Genocide by means of geoengineering. It's going to be a Giant Leap Forward. 
Meanwhile, the planet won't stop throwing its own forces at you. Nuclear 
reactor on a geological fault? Good luck!

And you're going to face similar, if not greater challenges with regards to the 
redistribution of wealth, unless you want to withdraw to a cynical position: 
that capitalism is going to last, that it's going to even things out, redeal 
the chips and reset some accounts, just the same way it always does when the 
problem becomes acute. The obvious answer is war. What would be some of the 
less obvious answers? How can we make the amazing increases in human 
productivity productive, instead of capturing them in the form of labor? How 
can what we produce become shared and renewable resources, rather than 
commodities that lie to us, and then break? How can we use human intelligence 
for intelligent purposes, not just to game a broken system? How can we make the 
accumulation of useless property as unattractive as it should be, reverse the 
privatization of public resources, and invent forms of public life that allow 
for other forms of participation than just consumption?
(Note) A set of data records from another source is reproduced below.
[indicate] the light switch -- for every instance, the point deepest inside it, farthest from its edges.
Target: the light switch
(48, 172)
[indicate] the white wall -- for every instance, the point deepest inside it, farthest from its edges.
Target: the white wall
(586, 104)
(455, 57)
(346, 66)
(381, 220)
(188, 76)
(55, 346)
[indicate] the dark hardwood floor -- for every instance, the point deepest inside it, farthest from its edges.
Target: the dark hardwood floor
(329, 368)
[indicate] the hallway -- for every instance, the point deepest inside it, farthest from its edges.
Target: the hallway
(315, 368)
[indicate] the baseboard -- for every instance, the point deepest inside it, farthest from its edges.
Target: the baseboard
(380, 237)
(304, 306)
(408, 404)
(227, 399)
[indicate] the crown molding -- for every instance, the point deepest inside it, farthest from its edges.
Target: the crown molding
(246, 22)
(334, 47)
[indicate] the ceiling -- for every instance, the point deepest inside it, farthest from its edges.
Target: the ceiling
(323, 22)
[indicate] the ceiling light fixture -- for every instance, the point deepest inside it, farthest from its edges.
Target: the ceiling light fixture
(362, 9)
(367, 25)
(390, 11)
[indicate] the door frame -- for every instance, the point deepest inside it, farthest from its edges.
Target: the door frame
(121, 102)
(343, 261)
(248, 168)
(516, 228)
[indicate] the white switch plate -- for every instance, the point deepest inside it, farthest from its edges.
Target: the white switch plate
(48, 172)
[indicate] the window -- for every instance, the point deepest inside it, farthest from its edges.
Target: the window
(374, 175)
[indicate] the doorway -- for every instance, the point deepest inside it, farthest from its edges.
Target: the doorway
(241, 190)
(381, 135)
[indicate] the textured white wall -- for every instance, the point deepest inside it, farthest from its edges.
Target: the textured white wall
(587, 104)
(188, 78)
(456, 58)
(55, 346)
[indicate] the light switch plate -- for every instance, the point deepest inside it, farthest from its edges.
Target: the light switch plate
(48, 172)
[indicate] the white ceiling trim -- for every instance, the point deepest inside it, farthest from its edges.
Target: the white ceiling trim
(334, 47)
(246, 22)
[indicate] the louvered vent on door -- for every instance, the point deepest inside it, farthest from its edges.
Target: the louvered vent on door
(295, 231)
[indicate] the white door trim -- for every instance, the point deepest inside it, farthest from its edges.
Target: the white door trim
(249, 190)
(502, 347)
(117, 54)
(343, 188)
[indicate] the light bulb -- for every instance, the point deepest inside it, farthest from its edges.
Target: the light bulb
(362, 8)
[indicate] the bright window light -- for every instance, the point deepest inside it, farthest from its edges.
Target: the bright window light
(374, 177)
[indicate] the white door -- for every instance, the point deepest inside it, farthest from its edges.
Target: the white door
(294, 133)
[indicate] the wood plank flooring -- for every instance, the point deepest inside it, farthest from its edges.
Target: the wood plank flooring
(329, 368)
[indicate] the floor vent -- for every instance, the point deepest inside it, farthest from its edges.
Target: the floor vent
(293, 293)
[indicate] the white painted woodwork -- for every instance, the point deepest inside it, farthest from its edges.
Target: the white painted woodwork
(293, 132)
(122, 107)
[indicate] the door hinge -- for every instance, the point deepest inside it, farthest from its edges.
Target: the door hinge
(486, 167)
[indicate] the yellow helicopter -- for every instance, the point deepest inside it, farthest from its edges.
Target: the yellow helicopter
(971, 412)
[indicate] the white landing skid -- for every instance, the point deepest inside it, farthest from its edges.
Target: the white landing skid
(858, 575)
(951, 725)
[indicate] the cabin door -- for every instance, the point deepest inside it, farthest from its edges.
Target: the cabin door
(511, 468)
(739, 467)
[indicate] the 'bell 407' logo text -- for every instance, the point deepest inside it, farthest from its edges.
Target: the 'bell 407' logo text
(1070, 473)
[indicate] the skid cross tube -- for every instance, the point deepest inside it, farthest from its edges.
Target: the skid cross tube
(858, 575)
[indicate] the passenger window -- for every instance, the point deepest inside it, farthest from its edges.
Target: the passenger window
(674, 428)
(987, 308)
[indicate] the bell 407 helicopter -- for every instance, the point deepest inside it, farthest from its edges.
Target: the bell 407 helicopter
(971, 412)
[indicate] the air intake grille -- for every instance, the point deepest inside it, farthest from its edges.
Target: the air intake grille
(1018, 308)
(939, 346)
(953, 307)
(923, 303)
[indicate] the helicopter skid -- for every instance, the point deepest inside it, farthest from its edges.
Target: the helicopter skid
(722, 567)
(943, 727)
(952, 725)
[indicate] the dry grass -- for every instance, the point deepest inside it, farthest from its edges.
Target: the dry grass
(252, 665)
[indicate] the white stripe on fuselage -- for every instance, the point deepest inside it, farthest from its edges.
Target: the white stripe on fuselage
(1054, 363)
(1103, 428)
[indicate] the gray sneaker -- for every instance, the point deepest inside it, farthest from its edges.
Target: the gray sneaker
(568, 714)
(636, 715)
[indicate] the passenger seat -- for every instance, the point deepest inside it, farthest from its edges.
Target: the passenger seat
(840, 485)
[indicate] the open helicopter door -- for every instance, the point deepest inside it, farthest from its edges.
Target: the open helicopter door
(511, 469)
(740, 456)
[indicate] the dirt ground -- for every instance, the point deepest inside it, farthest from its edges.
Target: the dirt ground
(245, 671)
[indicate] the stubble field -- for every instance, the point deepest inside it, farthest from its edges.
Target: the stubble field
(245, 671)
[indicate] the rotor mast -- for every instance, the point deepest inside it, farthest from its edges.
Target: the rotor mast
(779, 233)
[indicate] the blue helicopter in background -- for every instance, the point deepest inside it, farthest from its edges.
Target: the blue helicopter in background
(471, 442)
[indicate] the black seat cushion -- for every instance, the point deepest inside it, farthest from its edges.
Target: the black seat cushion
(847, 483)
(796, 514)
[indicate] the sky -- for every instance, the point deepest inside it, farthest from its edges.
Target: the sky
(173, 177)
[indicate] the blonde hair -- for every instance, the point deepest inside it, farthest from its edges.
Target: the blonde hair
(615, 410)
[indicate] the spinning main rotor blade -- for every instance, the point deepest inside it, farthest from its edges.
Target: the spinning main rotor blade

One thing is certain: Brexit and Trump are going to significantly escalate the 
many processes of disintegration outlined above. The likelihood of catastrophic 
outcomes has risen sharply, but at the same time, new antagonisms are going to 
emerge, and they can escalate just as rapidly. When large structures fail, they 
fall quickly, and not always in the direction they appear to be leaning. Even 
the dumbest populace is composed of extremely smart individuals, who under 
duress often show the most phenomenal forms of collective intelligence, the 
exact opposite of what free market ideology assumes to be natural instinct of 
the fittest to survive. And given that capitalism, at its very core, is a 
specific type of relation between people, a chain reaction in the realm of the 
personal -- all that is unpolitical, unarticulated, unprepared, unconstructive 
-- can make it unravel rather quickly. This has been demonstrated again and 
again, in practice, even if only on relatively small scales, and for relatively 
short periods.

Is this "magical thinking"? Along with the tradition of demonstrating that 
"capitalism cannot last", there is a another long thread in Western thought, 
from "It is precisely the desperate situation which fills me with hope" (Marx 
to Ruge) to "Where there is danger, there grows also what saves" (Hölderlin via 
Adorno), that claims that the crisis itself sets free the potiential that can 
surmount it. This can be ridiculed just as easily, as the situation keeps 
getting more and more desperate. You can argue that the very movement of 
dialectics is the residue of religion in Marxist thought, Christianity's 
triangulation turned downside-up, or that "what saves" is reterritorialization 
at work, that "hope" is fully contained within capitalism. But what if you're 
right? Once the permanent growth of "what saves" becomes unsustainable itself, 
once the spectacle of hope (its "audacity") comes to an end, once capitalism 
fails to even produce its own opposition, once there is -- objectively, 
subjectively, collectively, individually, ecologically, economically -- *no 
future*, we might see a real opening.